At the Florida Music Festival in May, the CityArts Factory was prepped for a night with the ladies. Emma Wallace warmed up the intimate, coffee-sipping crowd, and Christina Wagner waited in the wings. But in place of the advertised midbill set from New York's Amber Rubarth, who canceled at the last minute, was a tall, fresh-faced man with an acoustic guitar strumming a gentle love letter to weed. Peter Baldwin, a soft-spoken college kid just entering his 20s, treated the word "hydro" with the same delicate care as Smokey Robinson wrapping his pain around the term "substitute" in "Tracks of My Tears"; his perplexed audience couldn't be more confused. By the end of his brief session, however, the room not only laughed along with him, but they followed his emotional twists.

It would be another five months before Baldwin popped up on Orlando's music radar again, this time with a full band at a packed headline show at the Social. In order to get some play at FMF months prior, Baldwin and his manager, James "Tru" Truitt, handed out FMF fliers in 100-degree heat at Earthday Birthday, which earned them $50 and FMF passes.

"I wasn't even on the bill, but Tru found empty spots where people had bailed out and got me in. There's no record of me playing `the festival`," Baldwin says. With a sheepish smile that's true to the humble person behind it, he explains that he had only been in Orlando for a year and a half at the time, and he was merely a month removed from his first "real" show at a coffee shop. The son of an Alaska preacher, Baldwin graduated from Full Sail University's audio program in March and Tru, whom he met at the school, had big plans for him.

"He approached me about doing some management and gave me the whole rundown of R.E.D. label `Truitt's company, of which Baldwin is both a client and A&R rep`," Baldwin says. "I was pretty flattered so I was like, ‘Yeah, why not?' By April he packed out Tanqueray's for me."

By late September, Baldwin and his four-piece band were finely tuned soul machines. In his breakout performance, Baldwin strutted with a salacious swagger that was equal parts Jagger and Justin Timberlake (who, he admits, is a heavy influence).

"The growth from `FMF` until now was crazy," says Baldwin. "Every performance has just been getting better and better. I don't know why, but there's always just been followers out of nowhere. I think it's because Tru and I were promoting so hard. `The Social gig` was a pretty monumental show to me. It was one where I realized we could actually fit."

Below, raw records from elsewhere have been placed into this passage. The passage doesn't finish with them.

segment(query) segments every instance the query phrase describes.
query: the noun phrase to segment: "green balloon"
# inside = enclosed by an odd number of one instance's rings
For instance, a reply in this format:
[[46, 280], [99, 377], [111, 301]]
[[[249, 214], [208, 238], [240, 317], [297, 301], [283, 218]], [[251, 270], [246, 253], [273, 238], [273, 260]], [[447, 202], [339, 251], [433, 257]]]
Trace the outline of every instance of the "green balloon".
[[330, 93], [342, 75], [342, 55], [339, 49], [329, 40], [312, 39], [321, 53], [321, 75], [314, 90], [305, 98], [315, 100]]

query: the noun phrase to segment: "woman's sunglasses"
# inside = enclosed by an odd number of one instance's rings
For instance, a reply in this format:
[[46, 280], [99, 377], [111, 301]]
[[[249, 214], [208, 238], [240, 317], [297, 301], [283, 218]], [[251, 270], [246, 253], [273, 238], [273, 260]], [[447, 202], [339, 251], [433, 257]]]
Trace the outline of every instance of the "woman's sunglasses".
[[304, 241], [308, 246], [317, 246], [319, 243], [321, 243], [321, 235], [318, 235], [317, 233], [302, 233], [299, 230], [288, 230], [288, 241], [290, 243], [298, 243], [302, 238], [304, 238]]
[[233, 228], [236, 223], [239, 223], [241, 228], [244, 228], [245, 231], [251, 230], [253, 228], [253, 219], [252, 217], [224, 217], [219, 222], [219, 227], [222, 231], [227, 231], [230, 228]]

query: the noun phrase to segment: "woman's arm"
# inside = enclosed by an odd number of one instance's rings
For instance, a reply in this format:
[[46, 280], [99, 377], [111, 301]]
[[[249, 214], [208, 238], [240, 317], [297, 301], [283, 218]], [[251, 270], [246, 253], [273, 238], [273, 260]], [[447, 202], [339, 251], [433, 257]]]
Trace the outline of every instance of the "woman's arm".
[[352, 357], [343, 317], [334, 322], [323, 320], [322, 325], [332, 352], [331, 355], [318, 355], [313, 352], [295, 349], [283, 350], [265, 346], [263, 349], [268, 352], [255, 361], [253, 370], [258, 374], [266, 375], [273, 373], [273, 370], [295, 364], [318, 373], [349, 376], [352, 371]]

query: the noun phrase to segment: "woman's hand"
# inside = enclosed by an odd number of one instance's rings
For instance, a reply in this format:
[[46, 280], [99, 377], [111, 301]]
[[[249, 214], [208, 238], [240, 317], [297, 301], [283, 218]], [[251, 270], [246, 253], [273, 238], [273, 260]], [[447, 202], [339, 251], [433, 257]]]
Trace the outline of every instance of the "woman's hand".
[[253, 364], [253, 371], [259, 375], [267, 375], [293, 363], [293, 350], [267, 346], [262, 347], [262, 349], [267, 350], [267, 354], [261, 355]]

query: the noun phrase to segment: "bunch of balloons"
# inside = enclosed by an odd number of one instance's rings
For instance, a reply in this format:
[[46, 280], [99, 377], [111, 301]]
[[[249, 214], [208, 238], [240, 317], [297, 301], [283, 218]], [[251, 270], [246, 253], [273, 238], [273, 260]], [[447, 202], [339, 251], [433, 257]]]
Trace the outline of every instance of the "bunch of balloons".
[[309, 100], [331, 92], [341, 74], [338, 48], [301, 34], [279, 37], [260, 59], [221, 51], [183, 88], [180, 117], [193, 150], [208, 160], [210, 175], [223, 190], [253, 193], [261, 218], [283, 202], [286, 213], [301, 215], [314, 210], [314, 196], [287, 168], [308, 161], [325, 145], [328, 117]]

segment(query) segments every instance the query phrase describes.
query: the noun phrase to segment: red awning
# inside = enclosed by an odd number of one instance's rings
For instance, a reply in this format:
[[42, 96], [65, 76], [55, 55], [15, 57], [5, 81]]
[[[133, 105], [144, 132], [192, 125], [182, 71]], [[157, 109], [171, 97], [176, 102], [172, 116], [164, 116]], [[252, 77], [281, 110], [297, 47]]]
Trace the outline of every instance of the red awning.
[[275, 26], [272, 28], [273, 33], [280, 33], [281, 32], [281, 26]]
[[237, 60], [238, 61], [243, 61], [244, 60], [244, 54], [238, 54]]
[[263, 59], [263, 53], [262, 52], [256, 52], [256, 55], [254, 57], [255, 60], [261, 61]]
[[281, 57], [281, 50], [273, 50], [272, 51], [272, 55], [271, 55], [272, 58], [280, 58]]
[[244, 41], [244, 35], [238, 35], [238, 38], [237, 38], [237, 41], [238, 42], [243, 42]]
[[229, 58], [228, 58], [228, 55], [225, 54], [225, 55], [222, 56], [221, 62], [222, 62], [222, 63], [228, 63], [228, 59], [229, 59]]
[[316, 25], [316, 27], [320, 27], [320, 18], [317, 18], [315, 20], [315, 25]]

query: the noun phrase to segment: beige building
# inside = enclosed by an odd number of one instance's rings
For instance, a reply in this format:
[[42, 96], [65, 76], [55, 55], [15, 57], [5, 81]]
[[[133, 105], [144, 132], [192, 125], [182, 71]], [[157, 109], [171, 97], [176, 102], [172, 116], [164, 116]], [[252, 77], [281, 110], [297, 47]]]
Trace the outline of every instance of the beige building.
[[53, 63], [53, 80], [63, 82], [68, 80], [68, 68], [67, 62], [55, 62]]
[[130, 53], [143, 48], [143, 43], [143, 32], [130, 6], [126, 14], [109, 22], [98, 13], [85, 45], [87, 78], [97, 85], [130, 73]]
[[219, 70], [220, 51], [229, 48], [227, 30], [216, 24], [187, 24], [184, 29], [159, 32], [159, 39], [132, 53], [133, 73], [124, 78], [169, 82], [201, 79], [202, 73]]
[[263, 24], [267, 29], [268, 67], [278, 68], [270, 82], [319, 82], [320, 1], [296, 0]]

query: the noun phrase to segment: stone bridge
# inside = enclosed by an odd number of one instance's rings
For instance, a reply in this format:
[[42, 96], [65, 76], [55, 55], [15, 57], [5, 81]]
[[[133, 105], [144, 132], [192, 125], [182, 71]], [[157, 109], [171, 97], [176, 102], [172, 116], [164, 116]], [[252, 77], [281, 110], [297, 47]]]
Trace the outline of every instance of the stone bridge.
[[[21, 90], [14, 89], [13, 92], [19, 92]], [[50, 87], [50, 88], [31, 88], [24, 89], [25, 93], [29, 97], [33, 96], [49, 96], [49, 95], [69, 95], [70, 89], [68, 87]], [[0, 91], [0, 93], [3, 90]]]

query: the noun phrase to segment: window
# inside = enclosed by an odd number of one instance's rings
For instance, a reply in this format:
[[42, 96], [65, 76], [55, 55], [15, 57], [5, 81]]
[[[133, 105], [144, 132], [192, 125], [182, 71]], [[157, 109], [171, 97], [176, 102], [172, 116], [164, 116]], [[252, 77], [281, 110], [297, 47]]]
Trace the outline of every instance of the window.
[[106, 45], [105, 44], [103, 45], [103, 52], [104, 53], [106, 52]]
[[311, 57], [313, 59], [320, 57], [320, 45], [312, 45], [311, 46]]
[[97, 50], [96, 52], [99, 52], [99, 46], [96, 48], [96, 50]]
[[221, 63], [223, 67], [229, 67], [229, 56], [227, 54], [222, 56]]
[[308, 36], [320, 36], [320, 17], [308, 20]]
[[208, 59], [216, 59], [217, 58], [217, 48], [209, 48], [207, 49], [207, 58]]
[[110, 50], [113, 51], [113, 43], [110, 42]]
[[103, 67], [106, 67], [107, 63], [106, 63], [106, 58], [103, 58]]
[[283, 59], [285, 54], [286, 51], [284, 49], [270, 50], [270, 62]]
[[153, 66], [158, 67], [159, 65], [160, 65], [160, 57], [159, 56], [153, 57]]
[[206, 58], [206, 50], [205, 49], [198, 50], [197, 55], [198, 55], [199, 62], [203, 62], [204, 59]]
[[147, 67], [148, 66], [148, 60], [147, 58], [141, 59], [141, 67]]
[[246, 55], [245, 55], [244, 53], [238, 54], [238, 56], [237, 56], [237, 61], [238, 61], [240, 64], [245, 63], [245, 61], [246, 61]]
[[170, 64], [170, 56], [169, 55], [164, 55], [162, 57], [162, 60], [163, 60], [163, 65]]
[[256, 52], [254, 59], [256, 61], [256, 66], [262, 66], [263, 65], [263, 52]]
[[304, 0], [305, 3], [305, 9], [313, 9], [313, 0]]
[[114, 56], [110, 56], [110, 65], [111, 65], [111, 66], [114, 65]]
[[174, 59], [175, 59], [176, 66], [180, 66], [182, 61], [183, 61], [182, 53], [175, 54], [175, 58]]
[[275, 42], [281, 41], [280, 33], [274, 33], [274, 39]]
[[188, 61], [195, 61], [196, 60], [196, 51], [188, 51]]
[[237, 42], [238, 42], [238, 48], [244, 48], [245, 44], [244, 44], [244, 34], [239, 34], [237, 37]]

He charmed with a sincerely rootsy cover of the "Fresh Prince of Bel-Air" theme song. He dipped into R&B with original tracks like "If Music Was a Woman," a half-rapped falsetto-funk groove. Baldwin's at his strongest, however, with heartbreaking ballads like his own "Angle Me," a melancholy, nearly spiritual celebration (and slight condemnation) of sex.

"Really what I'm talking about is the audacity of placing one person on such a high pedestal in your life that it supersedes everything in your life, even God," says Baldwin. "I like to just say, bluntly, the motive I think goes behind an action. ‘Angle Me' is `about` putting yourself in a position of submission. It's a precious thing, but it can be so powerful. I'm not a preacher like my dad, but I just wanted to say, ‘This is what happens.'"

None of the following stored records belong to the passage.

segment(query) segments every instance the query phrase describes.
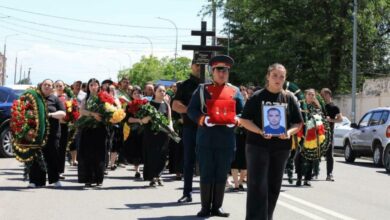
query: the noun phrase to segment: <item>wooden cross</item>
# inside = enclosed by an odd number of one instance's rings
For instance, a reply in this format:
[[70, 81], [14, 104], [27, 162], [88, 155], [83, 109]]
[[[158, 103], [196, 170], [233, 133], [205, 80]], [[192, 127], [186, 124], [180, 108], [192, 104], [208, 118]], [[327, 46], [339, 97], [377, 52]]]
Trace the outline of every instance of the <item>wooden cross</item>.
[[214, 31], [207, 31], [207, 22], [202, 21], [200, 31], [191, 31], [191, 36], [200, 36], [200, 45], [182, 45], [182, 50], [193, 50], [196, 64], [200, 64], [200, 81], [205, 82], [205, 66], [211, 59], [213, 51], [223, 51], [222, 46], [207, 46], [206, 37], [215, 36]]

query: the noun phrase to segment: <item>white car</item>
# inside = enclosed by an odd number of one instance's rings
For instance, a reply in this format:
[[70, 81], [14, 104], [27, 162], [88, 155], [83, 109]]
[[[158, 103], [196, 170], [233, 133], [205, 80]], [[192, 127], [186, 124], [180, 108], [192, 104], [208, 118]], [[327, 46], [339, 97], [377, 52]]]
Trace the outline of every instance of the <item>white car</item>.
[[348, 132], [352, 130], [351, 128], [351, 121], [343, 116], [343, 121], [339, 123], [334, 124], [334, 130], [333, 130], [333, 146], [335, 148], [343, 148], [344, 147], [344, 140], [346, 138], [346, 135]]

A few weeks after his big show, Baldwin received a call to open for U.K. soul-popster Joss Stone, something he was honored to do, but he has more ambitious plans. In addition to a solo acoustic CD he's releasing in December, Baldwin is splitting his two halves — acoustic and band — into separate entities.

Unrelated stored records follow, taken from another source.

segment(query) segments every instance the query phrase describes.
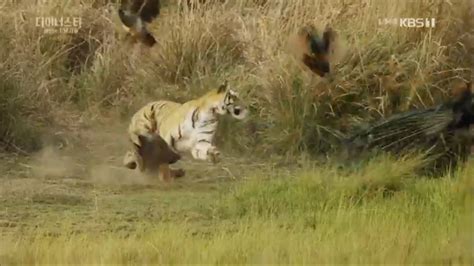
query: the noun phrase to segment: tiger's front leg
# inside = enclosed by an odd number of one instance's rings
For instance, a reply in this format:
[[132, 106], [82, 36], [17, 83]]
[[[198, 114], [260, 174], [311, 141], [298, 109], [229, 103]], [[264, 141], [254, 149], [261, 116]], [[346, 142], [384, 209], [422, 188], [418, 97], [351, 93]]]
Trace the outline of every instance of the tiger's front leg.
[[220, 161], [220, 151], [207, 141], [199, 141], [191, 150], [194, 159], [218, 163]]

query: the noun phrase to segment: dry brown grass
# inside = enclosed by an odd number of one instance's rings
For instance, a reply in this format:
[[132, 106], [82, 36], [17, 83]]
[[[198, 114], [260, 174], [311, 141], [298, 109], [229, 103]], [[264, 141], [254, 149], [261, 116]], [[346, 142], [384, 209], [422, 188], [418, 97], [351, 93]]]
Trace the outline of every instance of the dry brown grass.
[[[0, 9], [4, 147], [36, 150], [50, 128], [73, 136], [91, 120], [128, 119], [149, 99], [185, 101], [228, 78], [252, 109], [243, 125], [223, 123], [219, 137], [229, 148], [324, 152], [362, 119], [438, 103], [452, 82], [472, 79], [468, 0], [164, 3], [152, 49], [123, 41], [112, 1], [81, 2], [12, 1]], [[80, 16], [83, 26], [75, 35], [43, 34], [38, 16]], [[437, 24], [378, 25], [385, 17]], [[326, 79], [292, 56], [291, 36], [307, 23], [338, 33]]]

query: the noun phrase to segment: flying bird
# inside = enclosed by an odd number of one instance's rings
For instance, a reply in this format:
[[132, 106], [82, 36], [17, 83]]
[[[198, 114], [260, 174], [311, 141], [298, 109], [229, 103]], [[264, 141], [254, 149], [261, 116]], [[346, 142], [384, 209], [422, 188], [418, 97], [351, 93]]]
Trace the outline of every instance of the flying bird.
[[122, 0], [118, 15], [133, 41], [138, 40], [149, 47], [156, 43], [147, 24], [158, 17], [160, 7], [159, 0]]
[[330, 27], [326, 27], [322, 36], [311, 25], [301, 28], [297, 34], [303, 64], [320, 77], [330, 72], [329, 52], [334, 39], [335, 32]]

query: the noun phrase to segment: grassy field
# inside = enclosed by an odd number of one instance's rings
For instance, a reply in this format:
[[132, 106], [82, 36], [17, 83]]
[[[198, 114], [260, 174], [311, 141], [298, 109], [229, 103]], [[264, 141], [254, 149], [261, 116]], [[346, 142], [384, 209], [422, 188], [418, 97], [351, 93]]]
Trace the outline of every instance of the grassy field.
[[211, 179], [168, 186], [38, 177], [24, 162], [1, 179], [0, 261], [472, 264], [472, 162], [427, 179], [409, 158], [353, 172], [226, 158], [195, 165]]
[[[474, 80], [471, 1], [162, 1], [152, 49], [124, 42], [115, 2], [0, 3], [0, 266], [474, 263], [472, 158], [433, 179], [417, 157], [332, 156], [361, 122]], [[437, 23], [378, 24], [396, 17]], [[338, 34], [325, 78], [294, 56], [307, 24]], [[221, 163], [185, 158], [173, 184], [120, 165], [137, 108], [224, 79], [251, 115], [220, 123]]]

"I just wanted to pursue my sound, but I have all these good friends of mine that I love to play with," says Baldwin. "We haven't named `the band` yet, but it'll be a lot of fun for me. I want `the solo work` to be super, super-soulful, but in a new sort of way that I have to really define. I don't want to be limited to anything."

(Also performing at Rock for Hunger are Kardinal Offishall, Passafire, Jah Roots, Social Ghost, Afterglow Radio, Junkie Rush, Laura Reed and Deep Pocket, Ambertone, Kap Kallous, Mirror Pal, G-Ro and the Skateboard Sneakers, Badda Skat, Horizen, Alex Baugh and the Crazy Carls, Dagnese and Union Made.)